The invention is directed broadly to a matching circuit for delivering radio frequency electromagnetic energy to a plasma. More particularly, the invention is directed to such a matching circuit adapted for use with a power supply in applications such as sputter coating, sputter etching and other plasma or glow discharge processes commonly used in the thin film industry.
Sputtering devices or gas plasma devices driven by radio frequency (RF) electromagnetic energy are known in the prior art. Such devices are frequently used in the thin film industry, for example, to manufacture semiconductors. All such devices suffer from the common problem that a fixed impedance or variable impedance radio frequency generator must be coupled to the variable impedance load of a plasma disposed within a vacuum chamber. In the prior art, impedance matching circuits are provided which are quite similar to antenna matching circuits used in the broadcast industry. Such prior art matching circuits suffer from problems that stem both from the operational theory of the circuit as well as the design of the components used to carry out the impedance matching function.
In prior art impedance matching circuits used in this application, only two variable capacitors are provided and the process of changing the voltage ratio between the generator and power supply changes the tuning so that when one servo loop moves, the other servo loop must move in response thereto to achieve a match. The result is an iterative process or a phase space spiral approach to impedance match rather than a direct approach to impedance match. A spiral rather than a direct approach to impedance match is an inherently slower and imprecise technique. In a gas plasma application it is very important to achieve impedance matching as quickly as possible to achieve a consistent process rate such as consistent deposition of the target material in a sputtering operation. Thus, in the thin film industry there is a need for an impedance matching circuit for a radio frequency generator having better speed, and improved dynamic accuracy to the match.
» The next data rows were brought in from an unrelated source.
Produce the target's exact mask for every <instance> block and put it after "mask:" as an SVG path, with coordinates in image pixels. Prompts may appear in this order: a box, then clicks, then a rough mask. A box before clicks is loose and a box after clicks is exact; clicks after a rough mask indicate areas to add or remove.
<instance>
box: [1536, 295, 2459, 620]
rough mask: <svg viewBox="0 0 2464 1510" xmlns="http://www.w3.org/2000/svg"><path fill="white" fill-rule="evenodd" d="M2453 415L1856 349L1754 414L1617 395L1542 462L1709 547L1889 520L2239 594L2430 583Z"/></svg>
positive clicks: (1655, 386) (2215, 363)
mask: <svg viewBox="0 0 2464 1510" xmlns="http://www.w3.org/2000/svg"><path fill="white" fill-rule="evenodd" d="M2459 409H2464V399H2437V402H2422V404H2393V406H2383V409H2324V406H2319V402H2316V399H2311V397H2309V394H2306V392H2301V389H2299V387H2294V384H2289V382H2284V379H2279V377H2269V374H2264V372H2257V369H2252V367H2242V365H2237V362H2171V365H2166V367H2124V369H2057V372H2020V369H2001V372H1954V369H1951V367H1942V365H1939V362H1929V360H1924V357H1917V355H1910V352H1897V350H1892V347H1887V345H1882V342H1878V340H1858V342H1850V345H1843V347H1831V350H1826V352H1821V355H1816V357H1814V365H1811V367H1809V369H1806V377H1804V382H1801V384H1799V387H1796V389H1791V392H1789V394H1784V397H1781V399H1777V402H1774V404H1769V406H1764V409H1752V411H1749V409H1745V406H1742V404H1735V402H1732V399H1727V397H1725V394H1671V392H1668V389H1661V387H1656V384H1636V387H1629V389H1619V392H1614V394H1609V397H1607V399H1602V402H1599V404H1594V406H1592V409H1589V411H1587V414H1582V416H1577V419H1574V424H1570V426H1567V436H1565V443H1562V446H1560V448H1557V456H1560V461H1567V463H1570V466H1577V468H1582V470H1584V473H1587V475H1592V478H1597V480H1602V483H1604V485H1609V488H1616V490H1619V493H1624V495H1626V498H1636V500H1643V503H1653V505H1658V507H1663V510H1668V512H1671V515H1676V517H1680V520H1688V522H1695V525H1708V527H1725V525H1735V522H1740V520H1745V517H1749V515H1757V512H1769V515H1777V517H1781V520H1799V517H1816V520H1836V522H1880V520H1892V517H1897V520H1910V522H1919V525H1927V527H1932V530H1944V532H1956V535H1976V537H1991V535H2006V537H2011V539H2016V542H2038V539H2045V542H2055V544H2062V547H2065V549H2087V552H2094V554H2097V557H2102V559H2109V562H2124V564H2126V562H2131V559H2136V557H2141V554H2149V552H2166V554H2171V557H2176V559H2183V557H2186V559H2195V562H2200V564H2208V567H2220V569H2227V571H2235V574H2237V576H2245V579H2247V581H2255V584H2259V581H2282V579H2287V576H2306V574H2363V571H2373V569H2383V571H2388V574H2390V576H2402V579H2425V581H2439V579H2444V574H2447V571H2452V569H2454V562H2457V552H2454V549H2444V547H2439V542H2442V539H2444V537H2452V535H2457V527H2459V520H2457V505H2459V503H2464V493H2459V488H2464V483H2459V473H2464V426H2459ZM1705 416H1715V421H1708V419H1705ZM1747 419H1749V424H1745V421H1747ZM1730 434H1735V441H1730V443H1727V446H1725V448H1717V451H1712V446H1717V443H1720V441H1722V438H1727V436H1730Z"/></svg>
In general, the prior art has used linear vacuum capacitors with a gear motor, gear rack, or lead screw-type drive and a bang-bang servo drive without variable separation to accomplish tuning. Linear gear driven capacitors are not readily adapted for high speed operation or synchronous movement when multiple capacitors are required. Another problem with prior art linear vacuum capacitors results from the need to make electrical contact through moving components such as bearings, bellows and the like.
Other problems with prior art impedance matching circuits stems from the fact that the power level in the circuit is relatively high, on the order of several kilowatts. In addition to the power level being high, the plasma load is very electrically reactive so that in addition to the high power flow there is a reactive power flow or energy circulation between the tuning elements which is quite large. In some cases, the power circulation between the tuning elements of the matching circuit can be over 10 times the real power flowing into the plasma load. Thus, it is quite desirable to keep losses at a minimum. Prior art inductances used in this application are generally of a solenoidal coil type which has very high end losses. Since power levels are high, a relatively large diameter conductor is often necessary to accommodate power. However, large diameter conductors also have large eddy current losses. When cylindrical-shaped inductors are wound with strap or flat conductor, the end loss problem is exacerbated because the end of the strap looks like a shorted turn. When toroidal-shaped inductors are wound with strap conductor variable and inevitably large insulating gaps on the periphery of the toroid also present substantial losses.